I think one of the most telling lines from Robin Williams was when he said: “Comedy is acting out optimism.” I don’t think there is an addict out there, either in recovery or still using, who doesn’t identify with that sentiment. We all have our own reasons for numbing our demons with drug or alcohol, but behind each addict’s behaviour lies an individual struggling to find the “optimism” in reality. When we see a celebrity like Robin Williams, who appears to have everything going for him and adored by so many, we scratch our heads and wonder how he could possibly feel such despair. What we fail to realize is that drugs and alcohol can not selectively numb out only the bad feelings—they also erect a barrier to keep out all of the love and support around the addict.
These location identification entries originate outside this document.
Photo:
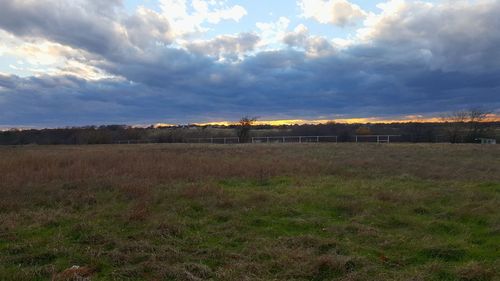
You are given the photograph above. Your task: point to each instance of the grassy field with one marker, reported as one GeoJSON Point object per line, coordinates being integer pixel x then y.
{"type": "Point", "coordinates": [250, 212]}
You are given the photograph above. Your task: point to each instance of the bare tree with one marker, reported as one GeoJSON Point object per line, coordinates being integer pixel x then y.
{"type": "Point", "coordinates": [465, 125]}
{"type": "Point", "coordinates": [477, 127]}
{"type": "Point", "coordinates": [244, 126]}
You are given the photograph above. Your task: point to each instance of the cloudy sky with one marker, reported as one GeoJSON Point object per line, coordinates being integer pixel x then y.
{"type": "Point", "coordinates": [81, 62]}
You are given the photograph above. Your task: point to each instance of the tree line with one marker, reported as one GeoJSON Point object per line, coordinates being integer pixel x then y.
{"type": "Point", "coordinates": [457, 127]}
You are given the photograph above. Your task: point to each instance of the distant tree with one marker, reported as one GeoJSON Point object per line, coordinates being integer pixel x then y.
{"type": "Point", "coordinates": [243, 128]}
{"type": "Point", "coordinates": [363, 130]}
{"type": "Point", "coordinates": [477, 127]}
{"type": "Point", "coordinates": [465, 125]}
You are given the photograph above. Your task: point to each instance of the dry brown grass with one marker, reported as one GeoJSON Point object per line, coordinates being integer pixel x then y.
{"type": "Point", "coordinates": [22, 166]}
{"type": "Point", "coordinates": [250, 212]}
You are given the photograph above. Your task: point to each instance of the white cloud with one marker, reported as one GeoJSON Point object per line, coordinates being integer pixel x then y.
{"type": "Point", "coordinates": [272, 33]}
{"type": "Point", "coordinates": [313, 46]}
{"type": "Point", "coordinates": [225, 47]}
{"type": "Point", "coordinates": [185, 21]}
{"type": "Point", "coordinates": [337, 12]}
For me, it was always a pointless debate about what comes first, the depression or the addiction. When I was in the throes of my depression about 18 years ago, it felt as though everyone and everything around me was moving at a different speed from me. I was bouncing around the mental health profession trying to find a quick fix out of this hell. I was introduced to the pharmacological world of antidepressants and their unsavoury side-effects that are rarely talked about—cold sweats, loss of sex drive, bloating, pounding headaches, loss of appetite. You’re left wondering if the cure is worse than the disease. I was eventually diagnosed with bi-polar disorder and was put on lithium as a mood stabilizer. I felt like I was walking around in a rubber body-suit in a total haze. Yes, I wasn’t suicidal anymore, but I felt absolutely nothing. I can remember having no emotional response as I had discussions with my wife, who said I needed to get some help or she would take our son and leave.
I am alive today, and sitting down in front of this computer writing for one reason, and one reason only—my wife stood beside me when I directly, or through my behaviour, had pushed everyone else away. I’m now 17 years clean and sober, and I’m no longer on any depression medication. Those who know me understand that I don’t take my mental health or sobriety for granted. Some days are easier than others, but every morning I need to commit to living another day on life’s terms. People often tell me how much they admire my courage and determination for facing these issues head on. Let me be clear about one thing—The real heroes are the people like my wife who stand beside the addicts and those struggling with depression and other mental health issues. Depression and addiction are ugly, messy, and cause immense pain and collateral damage to all the lives they touch.
If you know someone struggling today, simply be there for that person. Offer your unconditional love and hold onto the faith that behind the struggle lies beauty. There is no doubt we will all miss the comic genius of Robin Williams, but I invite you to see this tragedy as an opportunity to look around you and reach out to someone in your life who feels alone, ashamed, and lost.